Here's another slight variation using SORTBY, plus GROUPBY to output the final summary:

 

=LET(
    table, Table1[#All],
    country, TAKE(table,, 1),
    colors, DROP(table,, 1),
    cols, COLUMNS(colors),
    arr, TOCOL(colors),
    rowId, TOCOL(IF(SEQUENCE(, cols), SEQUENCE(ROWS(colors)))),
    sortRows, WRAPROWS(SORTBY(arr, rowId,, arr, ), cols),
    GROUPBY(sortRows, country, ARRAYTOTEXT, 3, 0)
)

 

The GROUPBY function is not yet available to me, so I was unable to test it fully.
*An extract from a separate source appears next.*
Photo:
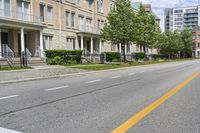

Without GROUPBY, another option could be:

 

=LET(
    table, Table1[#All],
    country, TAKE(table,, 1),
    colors, DROP(table,, 1),
    cols, COLUMNS(colors),
    arr, TOCOL(colors),
    rowId, TOCOL(IF(SEQUENCE(, cols), SEQUENCE(ROWS(colors)))),
    sortRows, WRAPROWS(SORTBY(arr, rowId,, arr, ), cols),
    joinCols, REDUCE(CHOOSECOLS(sortRows, 1), SEQUENCE(cols-1,, 2), LAMBDA(v,n, v&"|"&CHOOSECOLS(sortRows, n))),
    HSTACK(UNIQUE(sortRows), MAP(UNIQUE(joinCols), LAMBDA(v, ARRAYTOTEXT(FILTER(country, v=joinCols)))))
)